И каждый шаг туда – был шагом, в общем-то, к какому-то краю.
Нет, я уверен, повторяю я про себя эту бессмысленную мантру, что лучше бы она писала рецензии, ходила в театры и в ЦДЛ, Сарнов – Рассадин, Белов – Распутин, Трифонов – Астафьев, вот это все. Но нет. Вскарабкаться на крышу газетного киоска на рассвете и петь песню, обнявшись с друзьями, сделать из этого глобальную идею – это Оля выбрала сама.
С другой стороны, я, конечно, совершенно не могу представить ее вот в этой роли – типичной московской дамы семидесятых и восьмидесятых годов. Прежде всего потому, что, конечно, Мариничева – если говорить всерьез – действительно была великим собеседником и педагогом. И этот ее всепроникающий и тотальный диалог, который она вела с нами, был, собственно, ее главным призванием.

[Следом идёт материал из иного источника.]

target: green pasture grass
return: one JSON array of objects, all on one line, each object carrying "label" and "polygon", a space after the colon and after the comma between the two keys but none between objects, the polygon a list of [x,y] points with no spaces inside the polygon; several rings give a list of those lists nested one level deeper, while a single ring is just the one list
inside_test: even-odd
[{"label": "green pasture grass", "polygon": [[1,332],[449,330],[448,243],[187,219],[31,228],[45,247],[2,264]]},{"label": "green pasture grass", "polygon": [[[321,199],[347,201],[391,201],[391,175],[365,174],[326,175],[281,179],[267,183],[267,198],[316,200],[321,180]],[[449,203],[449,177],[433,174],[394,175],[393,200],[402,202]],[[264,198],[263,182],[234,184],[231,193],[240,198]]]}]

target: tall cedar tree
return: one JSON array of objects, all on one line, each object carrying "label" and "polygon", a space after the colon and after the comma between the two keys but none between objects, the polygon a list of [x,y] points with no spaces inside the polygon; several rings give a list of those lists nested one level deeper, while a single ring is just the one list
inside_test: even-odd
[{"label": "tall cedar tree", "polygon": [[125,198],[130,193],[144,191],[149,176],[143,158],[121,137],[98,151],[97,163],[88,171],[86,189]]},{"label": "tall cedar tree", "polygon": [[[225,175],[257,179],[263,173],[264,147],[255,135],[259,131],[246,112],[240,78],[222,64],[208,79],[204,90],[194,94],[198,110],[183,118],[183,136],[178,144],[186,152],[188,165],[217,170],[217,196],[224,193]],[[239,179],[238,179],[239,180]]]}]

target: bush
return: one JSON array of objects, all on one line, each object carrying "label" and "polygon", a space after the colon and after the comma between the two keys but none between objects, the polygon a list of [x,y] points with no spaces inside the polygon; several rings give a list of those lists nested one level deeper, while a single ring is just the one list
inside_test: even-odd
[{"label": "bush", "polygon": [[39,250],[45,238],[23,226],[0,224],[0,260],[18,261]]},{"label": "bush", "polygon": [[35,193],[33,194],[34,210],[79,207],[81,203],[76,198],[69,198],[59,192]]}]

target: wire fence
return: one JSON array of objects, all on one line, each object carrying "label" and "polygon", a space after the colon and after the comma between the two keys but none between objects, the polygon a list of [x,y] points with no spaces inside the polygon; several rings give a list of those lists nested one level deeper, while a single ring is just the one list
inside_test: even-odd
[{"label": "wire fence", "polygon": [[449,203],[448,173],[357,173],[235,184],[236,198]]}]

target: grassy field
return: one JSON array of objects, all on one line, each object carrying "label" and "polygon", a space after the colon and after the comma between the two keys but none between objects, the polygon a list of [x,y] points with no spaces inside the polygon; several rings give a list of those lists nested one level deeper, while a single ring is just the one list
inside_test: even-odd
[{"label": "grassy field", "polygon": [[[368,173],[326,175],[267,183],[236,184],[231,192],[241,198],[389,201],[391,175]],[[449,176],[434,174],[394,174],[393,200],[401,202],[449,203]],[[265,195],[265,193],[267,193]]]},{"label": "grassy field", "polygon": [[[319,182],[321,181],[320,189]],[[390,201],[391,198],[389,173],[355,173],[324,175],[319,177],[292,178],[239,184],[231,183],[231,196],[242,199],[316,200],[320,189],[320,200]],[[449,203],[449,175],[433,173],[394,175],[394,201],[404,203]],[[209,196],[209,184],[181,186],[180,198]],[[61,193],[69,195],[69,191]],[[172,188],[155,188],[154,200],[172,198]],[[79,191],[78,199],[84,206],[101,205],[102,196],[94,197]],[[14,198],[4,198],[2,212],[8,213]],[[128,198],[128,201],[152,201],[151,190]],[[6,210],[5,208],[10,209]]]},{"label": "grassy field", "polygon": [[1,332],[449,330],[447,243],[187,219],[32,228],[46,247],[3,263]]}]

Фурман как-то раз попробовал записать на магнитофон один такой разговор с Мариничевой, застенографировал и потом сделал его распечатку – получилось плотные сорок страниц текста.
Ни в какие социальные рамки (журналистика, литература, что угодно) – этот ее «бесконечный диалог», конечно, не вписывался.
М.: Вот сейчас идут митинги и демонстрации у телецентра в Останкино, и я могла впервые в чистом виде наблюдать там тип людей, которые считают себя сейчас коммунистами или являются поклонниками коммунистических идей. Что меня поразило? Меня поразила практическая бессодержательность их речей: огромное количество заклинаний, эмоциональности, поэзии, каких-то почти ритуальных размахиваний флагом, как на демонстрациях, и при этом какой-то экстаз – и я поняла, что эти люди объединены прежде всего не какими-то сознательными политическими интересами… И еще я подумала, что коммунизм в России – это скорее психическое состояние.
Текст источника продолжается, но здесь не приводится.